[comp.ai] A pattern recognition algorithm, II

markh@csd4.milw.wisc.edu (Mark William Hopkins) (12/23/88)

     Presented below is an extended version of the algorithm presented in
a previous article.  In that article, it was mentioned that the pattern
recognition algorithm presented there could only deal with exact matches.
This algorithm corrects that flaw with an "optimization" that uses the lambda 
calculus.

     Consider the LISP example of the previous article.  The input:

	 (CONS (CAR a) (CONS (CAR a) (f (CDR a))))

is "parsed" into a graph consisting of string nodes:

	       GRAPH:  (0) CONS (1) (2)
		       (1) CAR a
		       (2) CONS (3) (4)
		       (3) CAR a
		       (4) f (5)
		       (5) CDR a

The algorithm presented previously failed to recognize the similarity between
strings (0) and (2), simply because their last components differed.  What it
produced was the following graph:

		       (0) CONS (1) (2)
		       (1) CAR a
		       (2) CONS (1) (4)
		       (4) f (5)
		       (5) CDR a

     The "optimization" will combine nodes (0) and (2), and also, (1) and (5)
to produce the following:

		       (0) *F[(2)]
		       (2) *F[(4)]
                       (4) f (5)
		       (5) *G[CDR]
                       where
			  *F = lambda ?x. (CONS (1) ?x)
			       where (1): *G[CAR]
                          *G = lambda ?x. (?x a)

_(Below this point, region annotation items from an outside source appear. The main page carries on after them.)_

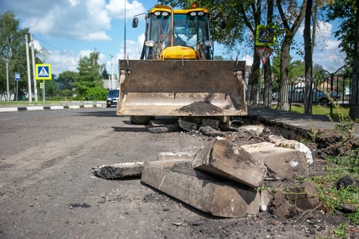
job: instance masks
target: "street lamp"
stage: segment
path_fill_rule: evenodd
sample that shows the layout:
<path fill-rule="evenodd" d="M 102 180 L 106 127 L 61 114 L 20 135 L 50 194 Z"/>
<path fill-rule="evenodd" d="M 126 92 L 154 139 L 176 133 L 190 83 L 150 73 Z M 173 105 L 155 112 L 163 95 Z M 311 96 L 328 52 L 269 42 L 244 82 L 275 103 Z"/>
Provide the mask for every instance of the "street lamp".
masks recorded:
<path fill-rule="evenodd" d="M 110 84 L 110 89 L 111 89 L 111 85 L 113 88 L 112 89 L 115 89 L 115 80 L 113 79 L 113 56 L 111 55 L 111 53 L 108 53 L 108 55 L 111 56 L 111 68 L 112 68 L 112 73 L 111 73 L 111 84 Z"/>

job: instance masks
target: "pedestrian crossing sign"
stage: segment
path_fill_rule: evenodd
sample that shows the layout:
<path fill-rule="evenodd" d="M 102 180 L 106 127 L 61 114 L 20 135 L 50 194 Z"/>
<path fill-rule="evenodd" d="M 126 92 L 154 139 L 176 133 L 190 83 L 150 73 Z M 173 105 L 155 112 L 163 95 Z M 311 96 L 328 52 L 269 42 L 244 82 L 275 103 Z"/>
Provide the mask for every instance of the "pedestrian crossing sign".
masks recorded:
<path fill-rule="evenodd" d="M 36 79 L 51 79 L 51 64 L 36 64 Z"/>

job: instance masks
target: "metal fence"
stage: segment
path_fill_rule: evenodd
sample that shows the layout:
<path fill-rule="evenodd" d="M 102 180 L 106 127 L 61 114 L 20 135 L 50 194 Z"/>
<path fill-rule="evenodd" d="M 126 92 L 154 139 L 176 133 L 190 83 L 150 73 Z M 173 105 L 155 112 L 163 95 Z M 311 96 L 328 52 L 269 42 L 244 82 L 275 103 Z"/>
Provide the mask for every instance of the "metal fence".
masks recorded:
<path fill-rule="evenodd" d="M 353 80 L 358 86 L 358 74 L 353 72 L 352 64 L 346 65 L 334 73 L 322 70 L 313 79 L 299 76 L 292 80 L 282 81 L 277 91 L 272 89 L 270 101 L 272 105 L 277 103 L 278 107 L 287 103 L 289 110 L 293 103 L 329 104 L 332 112 L 331 100 L 342 105 L 359 105 L 358 98 L 351 97 L 353 94 L 358 96 L 358 87 L 352 89 Z"/>

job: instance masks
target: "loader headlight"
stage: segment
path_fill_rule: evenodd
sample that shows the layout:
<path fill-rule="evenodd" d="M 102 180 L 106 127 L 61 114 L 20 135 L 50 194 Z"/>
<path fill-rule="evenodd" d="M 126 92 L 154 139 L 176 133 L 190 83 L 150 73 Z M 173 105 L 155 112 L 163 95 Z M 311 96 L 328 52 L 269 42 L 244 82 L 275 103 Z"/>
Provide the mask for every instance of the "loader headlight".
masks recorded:
<path fill-rule="evenodd" d="M 153 46 L 155 45 L 155 42 L 153 40 L 146 41 L 144 44 L 147 46 Z"/>

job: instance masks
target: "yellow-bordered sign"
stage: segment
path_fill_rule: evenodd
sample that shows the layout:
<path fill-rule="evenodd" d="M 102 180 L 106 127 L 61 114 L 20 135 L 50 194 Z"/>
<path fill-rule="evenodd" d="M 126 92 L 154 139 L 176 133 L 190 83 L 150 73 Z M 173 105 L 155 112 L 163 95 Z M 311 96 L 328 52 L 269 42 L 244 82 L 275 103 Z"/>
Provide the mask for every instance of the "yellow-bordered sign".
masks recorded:
<path fill-rule="evenodd" d="M 274 46 L 277 37 L 273 27 L 267 25 L 257 25 L 256 34 L 256 46 Z"/>
<path fill-rule="evenodd" d="M 36 64 L 35 78 L 37 80 L 51 79 L 51 64 Z"/>

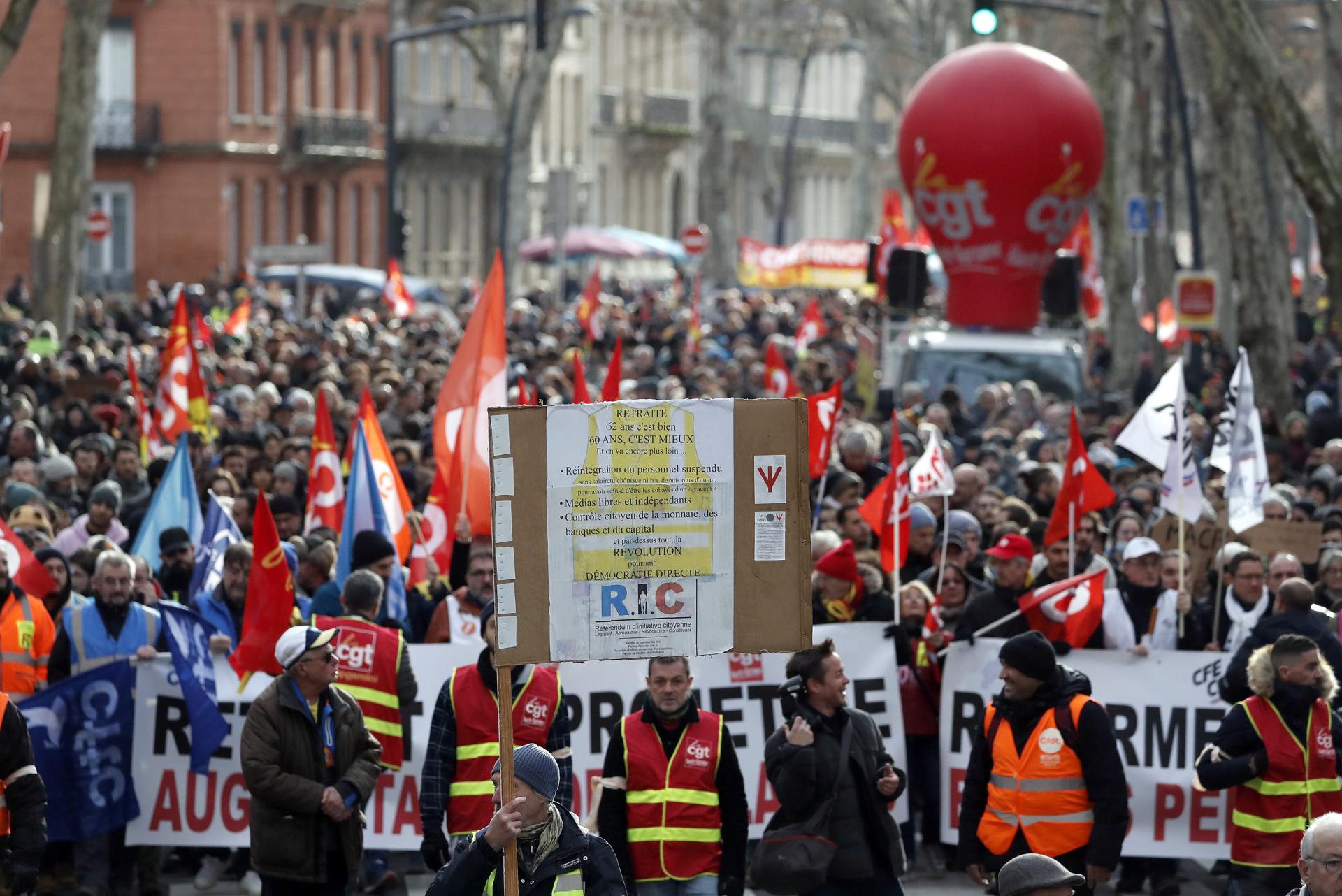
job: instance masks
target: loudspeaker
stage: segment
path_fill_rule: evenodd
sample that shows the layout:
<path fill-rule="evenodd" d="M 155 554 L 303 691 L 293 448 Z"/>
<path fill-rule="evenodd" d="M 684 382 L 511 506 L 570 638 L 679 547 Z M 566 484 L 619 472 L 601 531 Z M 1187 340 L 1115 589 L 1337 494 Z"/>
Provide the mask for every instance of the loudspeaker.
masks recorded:
<path fill-rule="evenodd" d="M 927 254 L 919 249 L 894 248 L 886 268 L 886 298 L 892 309 L 917 310 L 931 280 L 927 279 Z"/>
<path fill-rule="evenodd" d="M 1080 310 L 1082 260 L 1075 252 L 1059 252 L 1040 287 L 1044 314 L 1052 318 L 1072 318 Z"/>

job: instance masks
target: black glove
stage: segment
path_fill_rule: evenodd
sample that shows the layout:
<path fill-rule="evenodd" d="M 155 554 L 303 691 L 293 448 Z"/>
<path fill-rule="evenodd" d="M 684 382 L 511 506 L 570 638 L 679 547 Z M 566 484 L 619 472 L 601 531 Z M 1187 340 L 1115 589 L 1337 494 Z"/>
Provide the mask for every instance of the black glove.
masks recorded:
<path fill-rule="evenodd" d="M 743 896 L 746 883 L 739 877 L 718 877 L 718 896 Z"/>
<path fill-rule="evenodd" d="M 13 862 L 7 869 L 5 879 L 12 896 L 28 896 L 28 893 L 38 888 L 38 866 Z"/>
<path fill-rule="evenodd" d="M 420 844 L 420 856 L 424 857 L 428 869 L 436 872 L 452 858 L 452 846 L 442 830 L 429 830 L 424 834 L 424 842 Z"/>

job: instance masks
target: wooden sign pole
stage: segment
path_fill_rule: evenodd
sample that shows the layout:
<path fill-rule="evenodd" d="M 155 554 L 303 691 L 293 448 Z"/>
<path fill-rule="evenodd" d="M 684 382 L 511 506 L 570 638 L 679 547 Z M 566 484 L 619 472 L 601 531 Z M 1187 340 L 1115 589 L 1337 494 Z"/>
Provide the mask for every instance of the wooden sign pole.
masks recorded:
<path fill-rule="evenodd" d="M 513 802 L 513 667 L 498 667 L 499 676 L 499 779 L 503 787 L 501 806 Z M 503 850 L 503 896 L 518 896 L 517 841 Z"/>

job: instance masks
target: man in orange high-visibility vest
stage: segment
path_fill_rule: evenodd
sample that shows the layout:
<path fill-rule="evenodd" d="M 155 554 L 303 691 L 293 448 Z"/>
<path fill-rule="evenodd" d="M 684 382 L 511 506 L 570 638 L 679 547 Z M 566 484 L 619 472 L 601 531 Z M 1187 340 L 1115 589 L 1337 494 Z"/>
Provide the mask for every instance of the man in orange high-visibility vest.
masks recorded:
<path fill-rule="evenodd" d="M 701 710 L 690 660 L 648 660 L 647 700 L 611 728 L 597 829 L 639 896 L 741 896 L 750 810 L 722 716 Z"/>
<path fill-rule="evenodd" d="M 965 769 L 960 862 L 978 885 L 1009 860 L 1039 853 L 1086 876 L 1090 896 L 1118 866 L 1127 782 L 1090 679 L 1057 664 L 1039 632 L 1002 644 L 1001 693 L 984 712 Z"/>
<path fill-rule="evenodd" d="M 1303 579 L 1282 587 L 1292 582 L 1310 587 Z M 1342 724 L 1329 710 L 1337 679 L 1303 634 L 1283 634 L 1257 648 L 1247 671 L 1253 695 L 1221 719 L 1197 758 L 1197 781 L 1208 790 L 1235 787 L 1231 887 L 1241 896 L 1284 893 L 1300 880 L 1308 822 L 1342 811 Z"/>

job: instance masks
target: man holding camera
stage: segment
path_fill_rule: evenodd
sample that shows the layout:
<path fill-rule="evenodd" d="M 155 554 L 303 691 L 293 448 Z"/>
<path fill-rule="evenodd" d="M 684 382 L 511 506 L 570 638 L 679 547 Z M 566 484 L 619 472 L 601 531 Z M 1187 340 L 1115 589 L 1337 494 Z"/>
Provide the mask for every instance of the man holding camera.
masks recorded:
<path fill-rule="evenodd" d="M 848 676 L 833 638 L 793 653 L 786 672 L 801 681 L 797 707 L 764 747 L 778 821 L 804 821 L 835 798 L 829 838 L 837 850 L 824 885 L 808 896 L 902 896 L 905 848 L 890 803 L 905 790 L 905 773 L 894 767 L 876 720 L 848 706 Z M 845 740 L 848 755 L 841 755 Z"/>

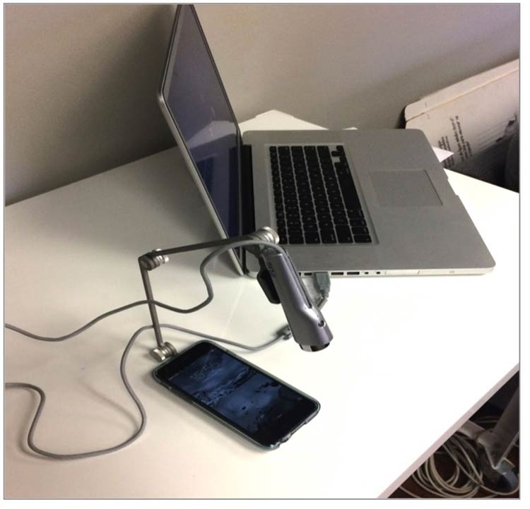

These lambda abstractions are lambda abstractions of *entire graphs*.  The
bound variable ?x represents an arbitrary string component: either a
lexical item or a pointer to another string node.  The square brackets
denotes lambda application, so that, for example, 

	  *G[CDR] reduces to (CDR a)
   and    *G[CAR] reduces to (CAR a)

     The optimization illustrated here will form abstract patterns that
consist of single parameters.  It cannot recognize similarities of a higher
order, such as that which would occur among strings (0) - (3) in this graph:

INPUT: 
(f (f (f (f (CAR a)(CDR a))(CDR a))(f (CAR a)(CDR a)))(f (CAR a)(CDR a)))
GRAPH:
	      (0) f (1) (2)
	      (1) f (3) (2)
	      (2) f (4) (5)
              (3) f (2) (5)
	      (4) CAR a
	      (5) CDR a

In fact, it will produce the following lambda abstractions:

	      *F = lambda ?x. (f ?x (2)) ... to merge nodes (0) and (1)
	      *G = lambda ?x. (f ?x (5)) ... to merge nodes (2) and (3)
              *H = lambda ?x. (?x a)     ... to merge nodes (4) and (5)

It fails to see that *F and *G can also be merged, thereby producing a
pattern with two parameters:

		    *F = *J[(2)]
		    *G = *J[(5)]
		    where
		       *J = lambda ?y. lambda ?x. (f ?x ?y)

to produce the graph:

	      (0) *F[(1)]
	      (1) *F[(3)]
	      (2) *G[(4)]
              (3) *G[(2)]
	      (4) *H[a]
	      (5) *H[a]

     There is a different kind of "pattern unification" algorithm underlying
these processes, which will be detailed in a subsequent article.